From Spatial AI to Physical AI
Sunghwan
■ Abstract
Building machines that perceive, understand, and interact with the 3D physical world remains a defining challenge of artificial intelligence. In this lecture, I trace a research arc from Spatial AI — systems that reconstruct and interpret 3D environments from visual input — toward Physical AI, where intelligent agents reason about and act within the physical world. I begin with the problem of visual correspondence, showing how transformer-based cost aggregation established a principled foundation for dense matching across viewpoints and domains. I then describe how this machinery enabled a shift toward unified, pose-free 3D reconstruction: jointly optimizing correspondence, camera pose estimation, and novel view synthesis to build generalizable systems that operate from sparse, uncalibrated imagery without per-scene optimization.
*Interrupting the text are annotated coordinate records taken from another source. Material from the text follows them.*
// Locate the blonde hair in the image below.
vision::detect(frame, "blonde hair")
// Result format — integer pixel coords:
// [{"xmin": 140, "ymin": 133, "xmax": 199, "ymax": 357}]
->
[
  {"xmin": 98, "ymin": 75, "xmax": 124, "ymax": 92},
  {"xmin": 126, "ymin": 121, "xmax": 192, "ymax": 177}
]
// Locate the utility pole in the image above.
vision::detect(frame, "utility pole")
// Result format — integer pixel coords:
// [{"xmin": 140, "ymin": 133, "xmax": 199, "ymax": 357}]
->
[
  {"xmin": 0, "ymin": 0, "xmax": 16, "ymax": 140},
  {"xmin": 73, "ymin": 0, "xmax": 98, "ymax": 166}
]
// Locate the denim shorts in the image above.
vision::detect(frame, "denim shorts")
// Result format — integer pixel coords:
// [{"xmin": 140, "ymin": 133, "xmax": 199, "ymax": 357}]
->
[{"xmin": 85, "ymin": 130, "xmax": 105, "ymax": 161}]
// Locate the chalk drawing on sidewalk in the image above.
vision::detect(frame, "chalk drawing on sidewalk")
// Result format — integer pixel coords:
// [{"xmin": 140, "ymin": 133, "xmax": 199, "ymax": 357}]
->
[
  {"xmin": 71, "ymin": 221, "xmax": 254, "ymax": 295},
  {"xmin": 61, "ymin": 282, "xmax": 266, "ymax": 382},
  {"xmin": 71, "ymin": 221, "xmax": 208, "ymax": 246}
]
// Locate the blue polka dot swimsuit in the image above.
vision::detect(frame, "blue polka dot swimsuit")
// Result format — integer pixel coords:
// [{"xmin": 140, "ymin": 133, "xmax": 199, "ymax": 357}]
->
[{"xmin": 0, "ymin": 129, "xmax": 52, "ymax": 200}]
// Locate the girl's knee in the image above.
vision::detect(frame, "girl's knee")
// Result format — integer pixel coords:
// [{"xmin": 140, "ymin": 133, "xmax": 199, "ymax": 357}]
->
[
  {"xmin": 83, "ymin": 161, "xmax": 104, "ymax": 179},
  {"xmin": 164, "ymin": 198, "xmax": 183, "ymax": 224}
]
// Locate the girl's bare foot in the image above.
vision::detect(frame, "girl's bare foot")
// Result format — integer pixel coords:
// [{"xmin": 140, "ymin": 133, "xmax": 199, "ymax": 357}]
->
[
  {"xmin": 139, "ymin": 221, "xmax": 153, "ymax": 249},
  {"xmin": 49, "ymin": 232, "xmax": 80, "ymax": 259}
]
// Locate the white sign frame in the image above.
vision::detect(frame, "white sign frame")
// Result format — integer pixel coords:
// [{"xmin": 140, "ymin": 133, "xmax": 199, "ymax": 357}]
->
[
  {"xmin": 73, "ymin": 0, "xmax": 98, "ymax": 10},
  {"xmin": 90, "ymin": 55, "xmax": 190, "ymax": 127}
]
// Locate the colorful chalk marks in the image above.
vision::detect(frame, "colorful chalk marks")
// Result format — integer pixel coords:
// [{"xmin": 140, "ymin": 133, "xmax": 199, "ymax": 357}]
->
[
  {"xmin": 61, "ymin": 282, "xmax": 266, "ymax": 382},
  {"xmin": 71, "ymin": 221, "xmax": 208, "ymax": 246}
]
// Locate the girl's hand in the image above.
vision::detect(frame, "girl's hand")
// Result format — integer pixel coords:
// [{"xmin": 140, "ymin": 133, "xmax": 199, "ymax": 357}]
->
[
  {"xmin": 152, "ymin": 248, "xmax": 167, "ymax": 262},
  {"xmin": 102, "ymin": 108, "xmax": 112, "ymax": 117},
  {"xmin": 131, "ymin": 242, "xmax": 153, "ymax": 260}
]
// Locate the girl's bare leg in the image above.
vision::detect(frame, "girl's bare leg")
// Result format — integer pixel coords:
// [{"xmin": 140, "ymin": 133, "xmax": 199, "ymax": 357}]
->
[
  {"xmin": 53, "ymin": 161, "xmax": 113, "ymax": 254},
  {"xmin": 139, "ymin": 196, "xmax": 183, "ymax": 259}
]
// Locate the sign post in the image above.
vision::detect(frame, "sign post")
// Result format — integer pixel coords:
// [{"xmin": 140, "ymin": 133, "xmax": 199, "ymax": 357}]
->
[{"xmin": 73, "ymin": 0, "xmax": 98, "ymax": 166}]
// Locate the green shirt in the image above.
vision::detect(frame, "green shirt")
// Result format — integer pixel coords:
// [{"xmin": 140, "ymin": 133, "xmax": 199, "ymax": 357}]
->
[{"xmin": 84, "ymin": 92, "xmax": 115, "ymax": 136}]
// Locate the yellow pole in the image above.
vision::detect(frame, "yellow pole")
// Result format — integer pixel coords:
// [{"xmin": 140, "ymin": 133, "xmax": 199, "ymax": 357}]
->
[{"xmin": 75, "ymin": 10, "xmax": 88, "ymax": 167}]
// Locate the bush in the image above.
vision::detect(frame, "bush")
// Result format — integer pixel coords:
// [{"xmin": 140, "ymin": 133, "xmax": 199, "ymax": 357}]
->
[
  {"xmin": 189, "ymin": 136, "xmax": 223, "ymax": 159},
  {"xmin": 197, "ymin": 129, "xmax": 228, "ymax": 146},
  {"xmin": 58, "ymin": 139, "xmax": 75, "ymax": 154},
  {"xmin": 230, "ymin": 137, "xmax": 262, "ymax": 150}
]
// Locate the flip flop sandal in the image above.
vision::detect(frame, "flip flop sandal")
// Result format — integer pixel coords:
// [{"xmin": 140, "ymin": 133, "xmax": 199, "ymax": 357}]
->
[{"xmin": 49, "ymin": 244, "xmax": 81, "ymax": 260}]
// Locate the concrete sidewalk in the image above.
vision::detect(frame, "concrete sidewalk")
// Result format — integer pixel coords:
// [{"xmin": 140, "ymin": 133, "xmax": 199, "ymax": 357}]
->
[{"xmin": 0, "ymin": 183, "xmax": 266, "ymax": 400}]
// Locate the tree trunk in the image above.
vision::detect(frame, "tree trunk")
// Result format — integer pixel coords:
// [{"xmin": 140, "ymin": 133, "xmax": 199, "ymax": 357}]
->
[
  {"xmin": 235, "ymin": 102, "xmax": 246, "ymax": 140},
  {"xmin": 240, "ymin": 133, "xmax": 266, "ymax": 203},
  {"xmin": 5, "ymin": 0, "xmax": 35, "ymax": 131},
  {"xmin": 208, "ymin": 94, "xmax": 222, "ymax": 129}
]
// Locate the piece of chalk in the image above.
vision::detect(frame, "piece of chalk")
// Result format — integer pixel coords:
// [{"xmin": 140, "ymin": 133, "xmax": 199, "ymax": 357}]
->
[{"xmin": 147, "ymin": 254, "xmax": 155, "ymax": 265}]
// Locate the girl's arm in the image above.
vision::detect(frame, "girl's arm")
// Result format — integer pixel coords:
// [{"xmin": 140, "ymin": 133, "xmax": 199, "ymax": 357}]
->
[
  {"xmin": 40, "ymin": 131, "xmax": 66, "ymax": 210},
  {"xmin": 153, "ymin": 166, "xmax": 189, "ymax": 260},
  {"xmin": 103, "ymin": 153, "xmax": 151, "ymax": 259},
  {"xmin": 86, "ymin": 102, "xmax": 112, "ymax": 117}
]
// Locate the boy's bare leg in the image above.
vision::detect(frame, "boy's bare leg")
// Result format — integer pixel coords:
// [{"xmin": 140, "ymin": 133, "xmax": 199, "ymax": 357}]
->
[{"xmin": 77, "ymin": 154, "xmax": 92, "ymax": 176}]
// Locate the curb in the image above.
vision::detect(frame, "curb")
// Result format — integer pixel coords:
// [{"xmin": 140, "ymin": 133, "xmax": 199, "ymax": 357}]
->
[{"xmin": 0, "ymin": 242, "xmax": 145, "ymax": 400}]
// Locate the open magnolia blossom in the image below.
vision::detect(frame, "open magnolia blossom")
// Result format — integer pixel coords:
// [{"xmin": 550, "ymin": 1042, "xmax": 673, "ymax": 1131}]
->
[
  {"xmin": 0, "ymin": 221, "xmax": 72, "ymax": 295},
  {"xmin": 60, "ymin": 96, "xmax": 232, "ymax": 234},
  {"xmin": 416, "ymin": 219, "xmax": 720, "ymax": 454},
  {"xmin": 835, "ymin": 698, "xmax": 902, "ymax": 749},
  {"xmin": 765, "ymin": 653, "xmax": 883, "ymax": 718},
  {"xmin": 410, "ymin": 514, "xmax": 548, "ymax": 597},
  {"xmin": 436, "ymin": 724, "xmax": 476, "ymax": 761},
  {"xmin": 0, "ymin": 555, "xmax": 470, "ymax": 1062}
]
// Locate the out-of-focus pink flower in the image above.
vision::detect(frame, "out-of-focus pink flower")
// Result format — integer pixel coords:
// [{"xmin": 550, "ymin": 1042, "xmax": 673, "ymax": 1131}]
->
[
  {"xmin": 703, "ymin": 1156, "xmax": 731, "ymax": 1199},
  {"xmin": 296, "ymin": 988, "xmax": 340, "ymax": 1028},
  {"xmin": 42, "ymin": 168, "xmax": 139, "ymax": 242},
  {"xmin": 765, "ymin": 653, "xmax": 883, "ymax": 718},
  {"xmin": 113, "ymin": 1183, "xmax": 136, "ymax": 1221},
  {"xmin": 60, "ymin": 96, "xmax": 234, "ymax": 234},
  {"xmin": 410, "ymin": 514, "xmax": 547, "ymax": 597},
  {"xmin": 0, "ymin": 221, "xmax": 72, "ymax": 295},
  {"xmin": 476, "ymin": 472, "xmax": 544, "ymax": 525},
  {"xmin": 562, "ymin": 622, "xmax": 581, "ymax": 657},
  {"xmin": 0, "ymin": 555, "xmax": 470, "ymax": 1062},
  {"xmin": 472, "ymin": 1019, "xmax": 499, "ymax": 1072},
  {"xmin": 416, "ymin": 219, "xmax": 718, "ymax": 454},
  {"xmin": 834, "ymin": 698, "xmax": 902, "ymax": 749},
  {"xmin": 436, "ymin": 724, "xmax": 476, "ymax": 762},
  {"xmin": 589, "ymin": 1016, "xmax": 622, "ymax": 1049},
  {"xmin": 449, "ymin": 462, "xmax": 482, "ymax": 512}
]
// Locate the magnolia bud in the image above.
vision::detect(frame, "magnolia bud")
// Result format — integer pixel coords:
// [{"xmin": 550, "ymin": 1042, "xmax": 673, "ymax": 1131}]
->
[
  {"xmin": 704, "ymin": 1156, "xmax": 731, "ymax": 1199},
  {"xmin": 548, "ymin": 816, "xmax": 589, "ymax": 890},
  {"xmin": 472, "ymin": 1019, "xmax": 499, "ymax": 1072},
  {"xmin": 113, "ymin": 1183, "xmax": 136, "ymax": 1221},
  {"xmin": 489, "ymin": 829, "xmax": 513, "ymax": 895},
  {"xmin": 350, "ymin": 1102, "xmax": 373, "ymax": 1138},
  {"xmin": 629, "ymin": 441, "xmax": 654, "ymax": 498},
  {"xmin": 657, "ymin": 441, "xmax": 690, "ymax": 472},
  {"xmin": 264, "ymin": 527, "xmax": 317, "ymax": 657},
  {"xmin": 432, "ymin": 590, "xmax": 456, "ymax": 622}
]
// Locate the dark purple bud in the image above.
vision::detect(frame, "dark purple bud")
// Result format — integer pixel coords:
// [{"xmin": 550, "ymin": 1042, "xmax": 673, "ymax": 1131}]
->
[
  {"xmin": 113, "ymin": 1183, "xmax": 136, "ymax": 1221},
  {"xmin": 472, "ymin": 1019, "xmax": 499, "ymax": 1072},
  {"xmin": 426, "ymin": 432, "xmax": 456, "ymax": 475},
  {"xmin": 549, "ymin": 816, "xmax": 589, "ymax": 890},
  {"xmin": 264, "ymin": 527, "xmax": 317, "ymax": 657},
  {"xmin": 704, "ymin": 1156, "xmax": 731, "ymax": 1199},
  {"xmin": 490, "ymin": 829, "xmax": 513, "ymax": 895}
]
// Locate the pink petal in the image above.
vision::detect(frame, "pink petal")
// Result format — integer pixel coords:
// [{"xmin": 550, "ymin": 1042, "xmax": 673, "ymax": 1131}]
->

Moving beyond reconstruction, I discuss recent work on compact 3D scene representations and language-grounded 3D understanding that equip agents not just with geometric maps, but with structured, semantically meaningful models of their surroundings. Finally, I outline the path ahead — persistent 3D world models, generative 4D simulation, and closed-loop embodied systems — arguing that the transition from spatial perception to physical intelligence requires tightly coupling reconstruction, understanding, and action within a single framework.
■ Bio
Sunghwan Hong is a postdoctoral researcher at ETH Zurich, where he works on computer vision and Spatial AI. His research focuses on 3D reconstruction, scene understanding, visual correspondence, and multimodal learning. He is particularly interested in building reliable perception systems that connect visual understanding with real-world reasoning and interaction. His long-term goal is to advance next-generation AI for embodied and physically grounded intelligence.